As of this article’s writing, BTC is trading at $8,600 — just shy of 10% below last week’s high around $9,500 and 4% lower than where the asset started the week. It’s a reversal that has analysts fearing a larger drop.

Despite the drop thus far, a simple yet notable technical factor just appeared that could boost the efficacy of the bull case. The factor is the same one that marked the start of an over 300% rally in Bitcoin’s price during 2019.

Bitcoin Flashes Notable Buy Signal

With there being no cash flow statements and balance sheets to scrutinize to value Bitcoin, analysts have turned to the next best thing: technical analysis.

A staple indicator to TA is the Moving Average Convergence Divergence (MACD), which is described as an indicator revealing “changes in the strength, direction, momentum, and duration of a trend.”

Just recently, as Bitcoinist marked in the chart below, the MACD flipped bullish on Bitcoin’s one-week chart, suggesting a medium-term bull rally.

The MACD turning bullish on the one-week has marked the start of strong rallies in the past.

In 2017, the indicator flipped green at $2,000 to mark the start of a 1,000% rally to $20,000. At the start of 2019, Bitcoin rallied 300% when the indicator trended green in January. And just recently, it flipped green prior to BTC rallying from $8,000 to $10,500.

Bitcoin MACD chart

Chart from TradingView.com

This historical precedent suggests that the crypto market is on the verge of its next parabolic rally.

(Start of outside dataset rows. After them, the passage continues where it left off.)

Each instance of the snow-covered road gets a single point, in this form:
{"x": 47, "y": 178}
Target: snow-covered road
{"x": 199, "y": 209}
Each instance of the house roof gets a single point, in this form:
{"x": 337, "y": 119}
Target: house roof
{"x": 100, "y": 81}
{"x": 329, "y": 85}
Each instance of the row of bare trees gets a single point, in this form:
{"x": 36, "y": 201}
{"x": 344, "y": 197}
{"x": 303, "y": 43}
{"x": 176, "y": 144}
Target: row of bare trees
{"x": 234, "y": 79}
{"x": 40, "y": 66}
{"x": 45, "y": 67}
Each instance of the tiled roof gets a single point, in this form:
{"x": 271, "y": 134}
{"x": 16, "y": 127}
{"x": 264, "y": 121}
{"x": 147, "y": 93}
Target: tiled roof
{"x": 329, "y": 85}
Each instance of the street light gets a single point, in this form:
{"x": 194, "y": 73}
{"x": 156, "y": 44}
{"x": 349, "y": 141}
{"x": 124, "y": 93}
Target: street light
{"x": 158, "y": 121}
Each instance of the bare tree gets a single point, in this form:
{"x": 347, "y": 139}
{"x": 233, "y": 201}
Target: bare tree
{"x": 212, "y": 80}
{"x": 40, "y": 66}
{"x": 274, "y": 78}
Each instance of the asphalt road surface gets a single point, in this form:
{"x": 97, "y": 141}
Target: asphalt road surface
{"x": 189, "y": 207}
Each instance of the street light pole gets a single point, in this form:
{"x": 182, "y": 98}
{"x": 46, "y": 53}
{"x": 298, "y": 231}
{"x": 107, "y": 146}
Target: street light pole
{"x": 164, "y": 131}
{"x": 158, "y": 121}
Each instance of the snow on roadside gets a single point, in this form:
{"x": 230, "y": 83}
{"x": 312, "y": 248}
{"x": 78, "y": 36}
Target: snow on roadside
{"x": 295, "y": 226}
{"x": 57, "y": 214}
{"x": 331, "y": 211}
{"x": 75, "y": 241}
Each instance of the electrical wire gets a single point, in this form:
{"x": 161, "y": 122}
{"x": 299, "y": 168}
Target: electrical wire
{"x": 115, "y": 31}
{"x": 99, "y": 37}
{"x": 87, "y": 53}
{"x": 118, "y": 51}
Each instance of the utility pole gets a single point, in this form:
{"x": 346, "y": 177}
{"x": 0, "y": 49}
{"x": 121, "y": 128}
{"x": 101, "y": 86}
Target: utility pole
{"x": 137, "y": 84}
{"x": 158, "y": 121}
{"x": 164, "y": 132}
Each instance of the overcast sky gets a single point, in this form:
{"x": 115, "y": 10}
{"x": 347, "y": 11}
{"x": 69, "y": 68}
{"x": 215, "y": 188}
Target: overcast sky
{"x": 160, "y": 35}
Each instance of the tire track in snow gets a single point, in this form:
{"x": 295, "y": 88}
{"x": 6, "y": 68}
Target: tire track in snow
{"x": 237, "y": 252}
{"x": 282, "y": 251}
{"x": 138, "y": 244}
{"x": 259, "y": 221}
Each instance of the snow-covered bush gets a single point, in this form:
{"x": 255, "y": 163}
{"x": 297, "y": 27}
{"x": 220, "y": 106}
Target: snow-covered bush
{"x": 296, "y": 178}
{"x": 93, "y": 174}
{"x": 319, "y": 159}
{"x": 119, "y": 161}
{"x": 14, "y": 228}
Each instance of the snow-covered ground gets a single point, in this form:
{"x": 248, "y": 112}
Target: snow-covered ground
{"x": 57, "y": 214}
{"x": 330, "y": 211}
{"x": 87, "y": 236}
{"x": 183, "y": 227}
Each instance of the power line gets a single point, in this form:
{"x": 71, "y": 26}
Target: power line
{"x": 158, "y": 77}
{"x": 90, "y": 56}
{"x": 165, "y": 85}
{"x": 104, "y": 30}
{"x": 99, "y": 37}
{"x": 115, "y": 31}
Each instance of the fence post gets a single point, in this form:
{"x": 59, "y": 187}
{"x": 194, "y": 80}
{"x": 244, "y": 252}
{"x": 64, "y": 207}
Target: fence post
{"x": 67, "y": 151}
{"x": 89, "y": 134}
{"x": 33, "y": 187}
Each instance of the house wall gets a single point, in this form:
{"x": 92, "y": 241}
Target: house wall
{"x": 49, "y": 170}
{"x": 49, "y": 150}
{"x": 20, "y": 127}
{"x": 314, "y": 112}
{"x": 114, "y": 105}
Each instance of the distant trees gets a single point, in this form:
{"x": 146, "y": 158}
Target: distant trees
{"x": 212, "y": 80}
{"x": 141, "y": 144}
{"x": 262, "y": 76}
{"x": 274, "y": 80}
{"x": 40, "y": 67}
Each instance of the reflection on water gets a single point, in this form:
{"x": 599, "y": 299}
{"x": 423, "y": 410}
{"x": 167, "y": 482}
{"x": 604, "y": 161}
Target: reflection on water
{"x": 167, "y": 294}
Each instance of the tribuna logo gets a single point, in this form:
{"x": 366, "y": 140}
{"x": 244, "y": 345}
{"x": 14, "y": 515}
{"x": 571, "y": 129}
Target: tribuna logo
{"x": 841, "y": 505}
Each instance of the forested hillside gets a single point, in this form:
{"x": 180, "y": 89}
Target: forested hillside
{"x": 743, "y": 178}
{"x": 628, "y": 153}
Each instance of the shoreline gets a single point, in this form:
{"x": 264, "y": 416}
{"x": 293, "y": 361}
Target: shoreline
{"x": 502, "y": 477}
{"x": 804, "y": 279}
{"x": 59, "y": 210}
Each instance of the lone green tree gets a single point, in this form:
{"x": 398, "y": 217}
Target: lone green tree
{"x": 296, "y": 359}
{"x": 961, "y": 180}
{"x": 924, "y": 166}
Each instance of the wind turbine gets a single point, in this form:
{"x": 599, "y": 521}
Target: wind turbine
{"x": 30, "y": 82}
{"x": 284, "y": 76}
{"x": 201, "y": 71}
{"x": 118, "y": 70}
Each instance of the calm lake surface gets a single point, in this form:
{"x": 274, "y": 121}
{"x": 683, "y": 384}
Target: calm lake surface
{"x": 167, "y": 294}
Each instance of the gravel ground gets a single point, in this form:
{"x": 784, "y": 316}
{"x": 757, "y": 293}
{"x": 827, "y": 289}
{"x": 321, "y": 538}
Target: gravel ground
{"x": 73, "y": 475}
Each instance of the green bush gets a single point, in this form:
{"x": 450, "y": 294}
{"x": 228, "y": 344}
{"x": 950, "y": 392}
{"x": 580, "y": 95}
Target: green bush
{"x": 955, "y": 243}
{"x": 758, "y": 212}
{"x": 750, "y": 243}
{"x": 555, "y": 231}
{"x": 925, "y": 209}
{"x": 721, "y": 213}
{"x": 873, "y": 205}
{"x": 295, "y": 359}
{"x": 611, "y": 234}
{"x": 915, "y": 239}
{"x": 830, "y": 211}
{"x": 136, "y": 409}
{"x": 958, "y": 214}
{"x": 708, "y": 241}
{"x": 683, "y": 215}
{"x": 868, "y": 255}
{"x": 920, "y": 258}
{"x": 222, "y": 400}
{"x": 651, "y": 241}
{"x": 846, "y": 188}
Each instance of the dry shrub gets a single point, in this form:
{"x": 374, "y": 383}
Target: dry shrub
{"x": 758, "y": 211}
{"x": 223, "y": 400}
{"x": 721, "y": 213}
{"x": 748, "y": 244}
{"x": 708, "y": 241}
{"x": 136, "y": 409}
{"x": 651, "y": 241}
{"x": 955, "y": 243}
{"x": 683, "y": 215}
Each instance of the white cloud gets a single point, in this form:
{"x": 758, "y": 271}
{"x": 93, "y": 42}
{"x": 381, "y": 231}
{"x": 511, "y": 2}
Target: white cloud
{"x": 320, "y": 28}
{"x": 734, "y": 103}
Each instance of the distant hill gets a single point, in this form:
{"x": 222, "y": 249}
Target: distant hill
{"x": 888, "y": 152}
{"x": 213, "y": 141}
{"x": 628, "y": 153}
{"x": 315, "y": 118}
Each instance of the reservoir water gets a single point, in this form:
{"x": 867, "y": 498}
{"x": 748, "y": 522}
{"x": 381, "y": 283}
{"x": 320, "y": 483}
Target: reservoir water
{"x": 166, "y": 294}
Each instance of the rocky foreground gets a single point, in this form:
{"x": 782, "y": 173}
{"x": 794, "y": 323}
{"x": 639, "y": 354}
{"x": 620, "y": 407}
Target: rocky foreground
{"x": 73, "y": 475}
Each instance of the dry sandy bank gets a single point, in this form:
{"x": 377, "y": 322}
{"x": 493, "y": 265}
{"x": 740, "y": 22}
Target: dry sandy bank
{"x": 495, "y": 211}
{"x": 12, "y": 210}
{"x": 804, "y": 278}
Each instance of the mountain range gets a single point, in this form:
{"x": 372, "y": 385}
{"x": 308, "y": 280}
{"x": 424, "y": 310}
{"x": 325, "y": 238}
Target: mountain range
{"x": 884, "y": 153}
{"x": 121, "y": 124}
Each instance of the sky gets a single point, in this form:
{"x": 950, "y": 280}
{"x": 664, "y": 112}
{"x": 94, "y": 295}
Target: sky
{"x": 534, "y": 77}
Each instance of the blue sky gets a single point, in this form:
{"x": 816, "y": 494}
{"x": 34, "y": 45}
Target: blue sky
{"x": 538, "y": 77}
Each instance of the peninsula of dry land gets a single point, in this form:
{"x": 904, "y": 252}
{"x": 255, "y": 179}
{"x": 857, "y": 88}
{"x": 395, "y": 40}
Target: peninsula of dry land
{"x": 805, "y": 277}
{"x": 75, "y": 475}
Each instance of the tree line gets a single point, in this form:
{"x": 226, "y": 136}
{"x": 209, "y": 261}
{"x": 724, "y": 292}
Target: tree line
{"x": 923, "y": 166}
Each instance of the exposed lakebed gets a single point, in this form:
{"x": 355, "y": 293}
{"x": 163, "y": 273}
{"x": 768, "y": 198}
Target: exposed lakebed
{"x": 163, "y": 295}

The MACD Is Backed Up By Other Signals

The MACD cross into the green territory is part of a wider convergence of positive fundamentals and technicals for Bitcoin in the past few weeks.

Per previous reports from Bitcoinist, Bitcoin closed its monthly candle for April above one of the Ichimoku Cloud’s key levels.

This is relevant for BTC because the last time Bitcoin claimed this technical level was in early 2016. What followed this occurrence last time was a nearly 4,000% rally from around $500 to the $20,000 all-time highs within 20 minutes.

Bitcoin price macro with Ichimoku Cloud

Chart from @TraderSmokey (Twitter)

Also bullish, Fundstrat Global Advisors — a top market research outfit in New York — wrote in a note last week that it expects for Bitcoin to hit $14,350 in the coming 12 months. That would be almost a 100% rally from current levels.

The firm cited the halving as a positive catalyst:

“We’re bullish over the next 12 months and expect prices may continue moving up into the [halving] and possibly after.”

Thomas Lee, a co-founder of Fundstrat Global Advisors, also mentioned that Bitcoin’s year-to-date performance proves that it is not only benefiting from the halving, but is also acting as a “solid risk-on asset and as a hedge against calamity.”